J.G. Vibes is an author, and artist -- with an established record label. In addition to featuring a wide variety of activist information, his company -- Good Vibes Promotions promotes for electronic dance music events. You can keep up with him and his forthcoming book Alchemy Of The Modern Renaissance, at "" . AOTMR will be released this spring, thanks to Leilah Publications. This project features nearly 100 different essays that give historical and philosophical insight into the many important issues that our generation faces. From ethics and voluntary interactions to banking, eugenics and the drug war, AOTMR offers a complete and comprehensive breakdown of the counter culture’s struggle.


Subplotsville's picture

Your essay has a few interesting ideas. However, many leaders do, in fact, use force. Effective leadership in many real world political situations requires maintaining the rule of law, which in turn inevitably requires force. And it seems an odd use of language to refer to the prosecution of criminals as intimidation.

Jim Davies's picture

Subplotsville, I respectfully disagree. If someone thought to be a leader turns to the use of force, he is no longer a leader but a master; an analogy might be that a leader prepares a path, as JGVibes wrote, which followers voluntarily follow. Force involves connection; he pulls with a rope (or a chain!) or pushes, from behind.

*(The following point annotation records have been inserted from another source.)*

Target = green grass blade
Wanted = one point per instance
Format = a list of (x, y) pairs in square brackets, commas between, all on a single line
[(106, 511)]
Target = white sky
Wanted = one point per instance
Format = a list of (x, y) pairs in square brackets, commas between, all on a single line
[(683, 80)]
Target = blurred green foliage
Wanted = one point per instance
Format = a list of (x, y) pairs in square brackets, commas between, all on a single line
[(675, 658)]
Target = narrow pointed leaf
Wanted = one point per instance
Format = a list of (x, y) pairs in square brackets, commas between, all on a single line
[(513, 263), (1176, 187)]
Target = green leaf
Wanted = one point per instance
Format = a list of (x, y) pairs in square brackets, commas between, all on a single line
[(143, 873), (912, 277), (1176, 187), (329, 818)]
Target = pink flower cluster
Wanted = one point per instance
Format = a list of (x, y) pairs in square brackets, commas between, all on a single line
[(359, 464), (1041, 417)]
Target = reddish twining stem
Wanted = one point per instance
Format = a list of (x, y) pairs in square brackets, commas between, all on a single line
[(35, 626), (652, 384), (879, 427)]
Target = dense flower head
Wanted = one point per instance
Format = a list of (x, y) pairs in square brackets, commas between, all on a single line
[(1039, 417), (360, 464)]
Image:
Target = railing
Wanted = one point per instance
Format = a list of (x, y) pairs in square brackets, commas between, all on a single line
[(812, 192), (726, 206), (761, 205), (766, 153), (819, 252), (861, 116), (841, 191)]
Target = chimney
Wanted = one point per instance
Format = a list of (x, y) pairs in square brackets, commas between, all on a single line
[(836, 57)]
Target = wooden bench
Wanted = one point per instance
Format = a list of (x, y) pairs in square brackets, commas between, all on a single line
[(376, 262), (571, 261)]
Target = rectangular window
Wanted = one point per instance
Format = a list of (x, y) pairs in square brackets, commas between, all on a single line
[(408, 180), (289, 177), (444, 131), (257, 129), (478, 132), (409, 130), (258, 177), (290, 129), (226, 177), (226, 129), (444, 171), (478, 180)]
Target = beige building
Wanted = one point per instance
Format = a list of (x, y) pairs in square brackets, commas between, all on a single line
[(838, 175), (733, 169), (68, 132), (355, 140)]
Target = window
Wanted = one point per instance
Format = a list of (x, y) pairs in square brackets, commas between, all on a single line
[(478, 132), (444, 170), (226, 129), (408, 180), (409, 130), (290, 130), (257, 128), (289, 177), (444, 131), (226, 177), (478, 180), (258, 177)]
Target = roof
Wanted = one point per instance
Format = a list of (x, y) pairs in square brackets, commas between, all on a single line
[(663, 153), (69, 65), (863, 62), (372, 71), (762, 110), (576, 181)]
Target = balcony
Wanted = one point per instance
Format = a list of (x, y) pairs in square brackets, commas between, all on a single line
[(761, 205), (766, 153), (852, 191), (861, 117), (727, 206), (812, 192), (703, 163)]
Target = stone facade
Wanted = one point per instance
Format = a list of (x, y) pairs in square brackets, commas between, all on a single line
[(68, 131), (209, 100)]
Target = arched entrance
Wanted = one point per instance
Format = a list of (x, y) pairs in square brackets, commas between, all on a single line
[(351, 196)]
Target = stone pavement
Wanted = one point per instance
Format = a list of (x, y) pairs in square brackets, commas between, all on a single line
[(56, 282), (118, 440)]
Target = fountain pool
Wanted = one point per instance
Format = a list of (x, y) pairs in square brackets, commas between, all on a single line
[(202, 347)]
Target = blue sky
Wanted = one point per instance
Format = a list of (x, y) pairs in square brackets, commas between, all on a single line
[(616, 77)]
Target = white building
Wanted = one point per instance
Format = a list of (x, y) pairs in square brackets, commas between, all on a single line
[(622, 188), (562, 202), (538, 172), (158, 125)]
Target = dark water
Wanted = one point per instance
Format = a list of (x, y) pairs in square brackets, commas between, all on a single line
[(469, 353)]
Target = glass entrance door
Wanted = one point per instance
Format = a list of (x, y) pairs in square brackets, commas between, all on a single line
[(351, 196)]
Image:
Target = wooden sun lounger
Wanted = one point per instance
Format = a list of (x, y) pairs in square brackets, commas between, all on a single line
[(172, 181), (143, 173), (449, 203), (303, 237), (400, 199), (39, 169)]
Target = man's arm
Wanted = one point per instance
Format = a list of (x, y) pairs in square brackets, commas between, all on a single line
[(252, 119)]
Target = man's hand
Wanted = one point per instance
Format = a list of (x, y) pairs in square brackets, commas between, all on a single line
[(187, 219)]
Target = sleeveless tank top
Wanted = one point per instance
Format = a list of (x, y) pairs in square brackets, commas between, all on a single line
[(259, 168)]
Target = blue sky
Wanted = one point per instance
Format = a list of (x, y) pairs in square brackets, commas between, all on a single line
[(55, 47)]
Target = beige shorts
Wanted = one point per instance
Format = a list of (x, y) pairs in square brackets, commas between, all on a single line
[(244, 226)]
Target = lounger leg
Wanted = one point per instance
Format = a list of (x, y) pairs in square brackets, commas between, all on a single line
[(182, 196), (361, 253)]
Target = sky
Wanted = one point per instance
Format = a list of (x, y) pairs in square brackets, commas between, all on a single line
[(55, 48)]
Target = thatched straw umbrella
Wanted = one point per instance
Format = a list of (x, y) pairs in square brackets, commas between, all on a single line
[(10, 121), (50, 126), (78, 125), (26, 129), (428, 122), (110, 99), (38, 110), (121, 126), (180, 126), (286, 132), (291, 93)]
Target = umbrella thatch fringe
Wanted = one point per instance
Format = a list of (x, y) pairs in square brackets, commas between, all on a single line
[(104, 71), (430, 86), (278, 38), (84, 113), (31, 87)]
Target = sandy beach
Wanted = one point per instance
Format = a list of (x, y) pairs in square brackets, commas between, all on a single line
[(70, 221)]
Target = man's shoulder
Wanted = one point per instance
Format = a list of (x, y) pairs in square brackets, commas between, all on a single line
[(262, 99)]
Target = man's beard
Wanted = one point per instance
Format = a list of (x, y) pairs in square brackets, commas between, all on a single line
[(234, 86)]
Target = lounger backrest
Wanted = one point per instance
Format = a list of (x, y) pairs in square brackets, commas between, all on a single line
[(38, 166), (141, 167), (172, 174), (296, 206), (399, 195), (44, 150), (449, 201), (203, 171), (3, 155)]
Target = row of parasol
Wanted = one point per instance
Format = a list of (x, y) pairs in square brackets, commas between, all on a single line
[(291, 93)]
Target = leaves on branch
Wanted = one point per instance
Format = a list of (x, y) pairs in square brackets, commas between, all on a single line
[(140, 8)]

I wonder also whether you might reconsider the words "real world political." If a relationship is political, it necessarily involves force; that's what politics is about. Masters are chosen by a majority (in theory) who then impose their wishes upon society. Now, is that the "real" world? It is, yes, the actual one now prevailing, but surely "real" has something to do with what human being truly are, in our basic nature. And that basic nature begins with self-ownership. (Try denying that, without assuming it implicitly in the first place.)

Self-ownership means that each decides for himself how to arrange his own life, and therefore being forced to do otherwise - politics - is not "real" in that sense. The political arena is the UNreal state in which we find ourselves; an unfettered market, alone, is the real world.

Suverans2's picture

As much as I hate to admit it, (lol), I actually agree with virtually everything you wrote here. Thus I was forced to give you a thumbs-up/like; sorry. (lol)

Paul's picture

Drawing this distinction between "leader" and "master" is a good idea I think. Yes, this dislike of "leaders" boils down to a conditioned response, as the Ministry of Propaganda tries to turn all masters into "leaders". Unfortunately even dictionary definitions repeat this equating of leader with master.

I am less sure of the notion that we are slaves. Not only are there important differences between our condition and that of real slaves, it also makes the job of freeing people more difficult, I think. Call them slaves, and they are unlikely to pay attention to you.

SensibleSolutions's picture

Would the OP agree that deprevation of a place to cultivate or build a shelter is a form of force which enslaves those so deprived?

Suverans2's picture

What is OP? Good question, by the way. The idea is to create dependence, I believe, so, yes, I perceive it may be a form of enslavement.

SensibleSolutions's picture

"OP" is "original poster".

I ask this because many in the AnCap community seem to dismiss the '"other gun in the room," which I define as "deprevation of the means of survival," such that most people are, "involved in a forced association with someone who acts as their master," governmental or otherwise.

Suverans2's picture

Thank you, SensibleSolutions. The "other gun in the room," i.e. "deprivation of the means of survival," is the real one, in my opinion, it creates total dependency. This is why there are 'corporations', (if you will forgive the "slavespeak"), that are in the process of patenting all food. These same individuals are currently in the process of genetically modifying humans, which they will also patent. What one creates, one has the right to control.